Kabul Fighting Dies Down As Interim Leader Arrives
| KABUL, AFGHANISTAN
VICTORIOUS mujahideen guerrillas fired deafening volleys into the air April 28 to welcome Afghanistan's new head of state to the capital after 14 years of civil war.
Sibghatullah Mojadedi and members of the 50-man Islamic Council that is to take power entered the capital after traveling for more than a day in a convoy of vehicles from Pakistan, witnesses said.
But the party waited outside the capital because of fears of attacks by hard-line fundamentalists who have rejected a power-sharing agreement.
Fighting died down in the city after three days of battles between supporters of the new government and followers of hard-liner Gulbuddin Hekmatyar.
As the convoy waited outside the city, shells could be heard fired from tanks on the edge of the capital toward the south where Mr. Hekmatyar's Hezb-i-Islami forces are concentrated.
Forces of the new coalition government on April 28 captured Martyrs' Hill, a strategic point to the south of the capital.

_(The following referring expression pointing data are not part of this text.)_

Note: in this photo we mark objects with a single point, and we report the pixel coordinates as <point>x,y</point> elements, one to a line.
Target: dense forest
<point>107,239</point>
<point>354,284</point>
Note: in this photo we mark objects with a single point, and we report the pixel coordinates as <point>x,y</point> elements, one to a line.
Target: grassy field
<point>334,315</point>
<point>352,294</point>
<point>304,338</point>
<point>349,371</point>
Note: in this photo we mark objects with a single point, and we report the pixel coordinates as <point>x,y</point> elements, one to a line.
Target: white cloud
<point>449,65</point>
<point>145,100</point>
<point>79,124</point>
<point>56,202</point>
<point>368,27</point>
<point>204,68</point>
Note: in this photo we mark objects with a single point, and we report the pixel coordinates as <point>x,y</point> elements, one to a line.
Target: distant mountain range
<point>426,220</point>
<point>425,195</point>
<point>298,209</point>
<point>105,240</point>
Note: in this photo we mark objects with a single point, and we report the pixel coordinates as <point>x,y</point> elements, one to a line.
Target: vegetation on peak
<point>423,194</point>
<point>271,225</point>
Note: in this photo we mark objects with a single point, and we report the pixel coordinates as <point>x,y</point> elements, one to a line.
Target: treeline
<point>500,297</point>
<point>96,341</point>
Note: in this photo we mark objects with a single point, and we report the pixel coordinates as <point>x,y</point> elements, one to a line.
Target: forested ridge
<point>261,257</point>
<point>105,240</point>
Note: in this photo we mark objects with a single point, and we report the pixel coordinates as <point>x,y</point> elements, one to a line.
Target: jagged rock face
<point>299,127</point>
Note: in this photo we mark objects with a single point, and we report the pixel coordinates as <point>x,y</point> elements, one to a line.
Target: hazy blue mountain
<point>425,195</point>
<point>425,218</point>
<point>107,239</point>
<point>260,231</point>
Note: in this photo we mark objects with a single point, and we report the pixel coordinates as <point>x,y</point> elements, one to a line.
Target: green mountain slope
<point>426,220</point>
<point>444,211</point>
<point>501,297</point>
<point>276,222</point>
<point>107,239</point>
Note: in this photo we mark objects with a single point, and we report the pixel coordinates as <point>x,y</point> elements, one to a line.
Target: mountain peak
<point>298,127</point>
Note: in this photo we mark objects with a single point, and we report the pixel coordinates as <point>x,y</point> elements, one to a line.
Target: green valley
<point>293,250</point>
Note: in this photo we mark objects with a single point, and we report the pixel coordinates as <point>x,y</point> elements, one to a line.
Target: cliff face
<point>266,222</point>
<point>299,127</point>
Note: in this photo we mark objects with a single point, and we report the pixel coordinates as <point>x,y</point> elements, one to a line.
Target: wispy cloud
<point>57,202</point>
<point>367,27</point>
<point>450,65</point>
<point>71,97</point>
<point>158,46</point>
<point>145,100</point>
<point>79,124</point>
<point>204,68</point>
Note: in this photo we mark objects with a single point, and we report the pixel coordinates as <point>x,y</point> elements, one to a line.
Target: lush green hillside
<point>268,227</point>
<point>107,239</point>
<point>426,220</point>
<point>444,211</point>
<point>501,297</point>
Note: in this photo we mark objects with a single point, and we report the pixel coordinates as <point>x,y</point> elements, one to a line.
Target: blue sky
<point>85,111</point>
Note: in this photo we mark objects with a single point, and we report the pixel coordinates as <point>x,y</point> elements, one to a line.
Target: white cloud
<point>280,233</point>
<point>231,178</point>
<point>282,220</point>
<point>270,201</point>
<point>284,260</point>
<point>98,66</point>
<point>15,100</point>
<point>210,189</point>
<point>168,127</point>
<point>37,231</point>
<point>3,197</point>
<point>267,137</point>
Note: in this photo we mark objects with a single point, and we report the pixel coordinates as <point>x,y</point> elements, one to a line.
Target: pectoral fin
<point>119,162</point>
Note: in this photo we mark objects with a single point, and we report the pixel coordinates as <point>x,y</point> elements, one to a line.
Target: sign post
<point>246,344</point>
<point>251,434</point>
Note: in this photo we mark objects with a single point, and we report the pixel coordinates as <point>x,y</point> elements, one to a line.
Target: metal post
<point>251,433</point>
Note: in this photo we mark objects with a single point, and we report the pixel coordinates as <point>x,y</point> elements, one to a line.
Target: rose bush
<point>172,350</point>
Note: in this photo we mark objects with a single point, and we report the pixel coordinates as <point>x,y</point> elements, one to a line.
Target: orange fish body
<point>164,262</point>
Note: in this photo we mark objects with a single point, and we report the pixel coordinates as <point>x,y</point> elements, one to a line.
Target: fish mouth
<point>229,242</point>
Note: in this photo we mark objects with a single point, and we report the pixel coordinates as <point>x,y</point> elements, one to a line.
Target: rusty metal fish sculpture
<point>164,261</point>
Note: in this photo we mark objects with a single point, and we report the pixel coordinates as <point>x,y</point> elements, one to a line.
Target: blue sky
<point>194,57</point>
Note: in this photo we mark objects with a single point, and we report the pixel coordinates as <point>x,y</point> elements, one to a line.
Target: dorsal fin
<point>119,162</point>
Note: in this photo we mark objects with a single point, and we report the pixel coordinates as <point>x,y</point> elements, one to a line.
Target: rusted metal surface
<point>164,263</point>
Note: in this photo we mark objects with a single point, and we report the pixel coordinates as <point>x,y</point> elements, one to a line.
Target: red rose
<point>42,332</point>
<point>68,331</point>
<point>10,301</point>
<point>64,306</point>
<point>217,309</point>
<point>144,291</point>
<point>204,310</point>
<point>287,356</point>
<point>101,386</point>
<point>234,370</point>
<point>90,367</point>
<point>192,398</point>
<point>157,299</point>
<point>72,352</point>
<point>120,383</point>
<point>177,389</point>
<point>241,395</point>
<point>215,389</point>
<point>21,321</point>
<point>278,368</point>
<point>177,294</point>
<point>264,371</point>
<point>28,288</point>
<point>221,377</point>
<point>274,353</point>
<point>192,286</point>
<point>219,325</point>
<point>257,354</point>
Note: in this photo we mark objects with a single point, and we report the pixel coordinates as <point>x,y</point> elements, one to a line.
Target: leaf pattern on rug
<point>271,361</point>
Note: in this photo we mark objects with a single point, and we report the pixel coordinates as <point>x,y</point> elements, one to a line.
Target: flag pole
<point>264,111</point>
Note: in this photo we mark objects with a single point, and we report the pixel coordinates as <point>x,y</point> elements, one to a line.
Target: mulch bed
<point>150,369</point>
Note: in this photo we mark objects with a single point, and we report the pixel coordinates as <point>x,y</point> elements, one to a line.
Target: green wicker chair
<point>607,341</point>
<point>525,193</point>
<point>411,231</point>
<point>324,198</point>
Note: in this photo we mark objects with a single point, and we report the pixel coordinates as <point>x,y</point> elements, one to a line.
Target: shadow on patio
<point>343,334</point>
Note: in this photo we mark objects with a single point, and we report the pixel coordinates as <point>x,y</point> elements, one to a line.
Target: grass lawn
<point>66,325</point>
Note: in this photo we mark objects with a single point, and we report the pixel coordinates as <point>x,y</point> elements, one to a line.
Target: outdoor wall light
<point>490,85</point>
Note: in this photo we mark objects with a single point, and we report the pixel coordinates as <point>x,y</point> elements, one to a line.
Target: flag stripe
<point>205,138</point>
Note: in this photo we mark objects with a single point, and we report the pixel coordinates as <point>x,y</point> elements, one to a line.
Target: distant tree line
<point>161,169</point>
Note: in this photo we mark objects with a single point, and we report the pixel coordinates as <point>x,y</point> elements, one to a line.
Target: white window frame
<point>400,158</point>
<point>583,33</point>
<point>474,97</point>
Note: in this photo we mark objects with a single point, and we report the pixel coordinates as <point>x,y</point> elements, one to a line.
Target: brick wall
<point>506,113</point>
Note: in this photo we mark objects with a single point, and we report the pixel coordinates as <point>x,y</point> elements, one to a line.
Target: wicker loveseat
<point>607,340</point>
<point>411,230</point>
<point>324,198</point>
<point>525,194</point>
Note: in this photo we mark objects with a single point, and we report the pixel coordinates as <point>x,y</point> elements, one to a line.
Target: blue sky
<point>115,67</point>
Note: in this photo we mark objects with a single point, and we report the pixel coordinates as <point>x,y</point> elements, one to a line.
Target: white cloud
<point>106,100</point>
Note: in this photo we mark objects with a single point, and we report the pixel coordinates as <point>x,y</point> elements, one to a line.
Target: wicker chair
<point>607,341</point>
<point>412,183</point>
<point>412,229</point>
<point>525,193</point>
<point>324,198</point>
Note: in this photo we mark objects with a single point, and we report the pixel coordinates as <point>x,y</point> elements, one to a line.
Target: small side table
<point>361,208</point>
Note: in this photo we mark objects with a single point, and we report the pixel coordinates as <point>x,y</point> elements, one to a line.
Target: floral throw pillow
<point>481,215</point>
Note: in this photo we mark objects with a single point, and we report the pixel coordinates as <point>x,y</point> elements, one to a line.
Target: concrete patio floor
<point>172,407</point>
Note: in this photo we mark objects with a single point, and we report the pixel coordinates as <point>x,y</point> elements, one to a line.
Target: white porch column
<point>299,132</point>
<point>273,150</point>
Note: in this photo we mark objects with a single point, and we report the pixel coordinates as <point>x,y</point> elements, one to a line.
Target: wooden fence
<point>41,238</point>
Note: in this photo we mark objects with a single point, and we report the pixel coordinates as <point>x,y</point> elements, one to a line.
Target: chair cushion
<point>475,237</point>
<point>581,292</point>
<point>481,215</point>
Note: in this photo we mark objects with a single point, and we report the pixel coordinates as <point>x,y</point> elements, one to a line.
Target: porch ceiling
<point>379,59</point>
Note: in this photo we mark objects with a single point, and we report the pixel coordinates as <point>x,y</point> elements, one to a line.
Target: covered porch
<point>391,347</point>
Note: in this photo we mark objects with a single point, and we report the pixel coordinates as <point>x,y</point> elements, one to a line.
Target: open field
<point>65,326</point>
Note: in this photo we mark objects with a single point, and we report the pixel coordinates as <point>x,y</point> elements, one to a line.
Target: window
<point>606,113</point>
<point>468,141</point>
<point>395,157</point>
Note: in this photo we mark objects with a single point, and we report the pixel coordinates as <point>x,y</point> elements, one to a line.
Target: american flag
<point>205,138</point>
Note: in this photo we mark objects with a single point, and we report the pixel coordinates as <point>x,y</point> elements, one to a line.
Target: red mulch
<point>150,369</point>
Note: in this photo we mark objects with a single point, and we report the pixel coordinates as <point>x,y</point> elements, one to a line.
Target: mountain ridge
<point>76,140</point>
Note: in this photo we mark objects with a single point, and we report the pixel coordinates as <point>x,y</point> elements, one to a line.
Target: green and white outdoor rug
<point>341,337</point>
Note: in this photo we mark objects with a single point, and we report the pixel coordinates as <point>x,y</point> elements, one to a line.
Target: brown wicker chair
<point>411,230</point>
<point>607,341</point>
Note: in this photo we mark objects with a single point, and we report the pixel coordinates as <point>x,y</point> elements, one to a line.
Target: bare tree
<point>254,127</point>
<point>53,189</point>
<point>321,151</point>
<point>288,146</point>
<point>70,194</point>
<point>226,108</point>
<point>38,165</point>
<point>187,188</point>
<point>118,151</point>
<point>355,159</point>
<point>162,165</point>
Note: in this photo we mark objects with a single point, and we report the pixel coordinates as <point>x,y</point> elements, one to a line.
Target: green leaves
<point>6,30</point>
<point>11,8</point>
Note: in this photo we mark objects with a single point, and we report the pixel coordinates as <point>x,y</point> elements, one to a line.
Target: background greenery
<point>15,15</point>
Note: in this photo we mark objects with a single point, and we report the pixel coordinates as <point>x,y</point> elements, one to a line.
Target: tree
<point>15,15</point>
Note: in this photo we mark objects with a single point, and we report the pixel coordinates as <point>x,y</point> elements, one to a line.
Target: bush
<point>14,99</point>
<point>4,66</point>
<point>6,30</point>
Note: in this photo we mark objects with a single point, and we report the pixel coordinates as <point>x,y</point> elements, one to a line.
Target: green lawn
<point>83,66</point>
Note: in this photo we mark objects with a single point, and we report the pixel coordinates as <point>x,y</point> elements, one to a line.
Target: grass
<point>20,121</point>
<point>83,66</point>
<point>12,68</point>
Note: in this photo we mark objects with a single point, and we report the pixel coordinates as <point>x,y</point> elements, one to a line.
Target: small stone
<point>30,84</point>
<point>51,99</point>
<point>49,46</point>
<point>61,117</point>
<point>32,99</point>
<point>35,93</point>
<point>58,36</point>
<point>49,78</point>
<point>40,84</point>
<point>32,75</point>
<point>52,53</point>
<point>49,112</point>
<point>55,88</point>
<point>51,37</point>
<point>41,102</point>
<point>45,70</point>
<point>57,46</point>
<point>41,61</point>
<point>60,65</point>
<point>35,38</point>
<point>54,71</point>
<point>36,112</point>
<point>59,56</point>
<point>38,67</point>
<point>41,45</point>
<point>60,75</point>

The Hezb-i-Islami forces had used the hill to launch rocket attacks on the outskirts of the city.
A long line of veiled women filed into Kabul, fleeing fighting south of the city despite news of a cease-fire agreement between Hekmatyar and rival mujahideen commander Ahmad Shah Massood, who is defense minister in the new government.
The cost in human lives has been horrendous. Complete figures from all Kabul's hospitals are impossible to obtain, but the one Red Cross hospital in the city said it had received almost 200 casualties, some of them women and children wounded by rocket attacks. About 20 were dead on arrival or died later.
More than 1 million people have died in the civil war. The United Nations estimates that 10 million land mines are scattered through the country.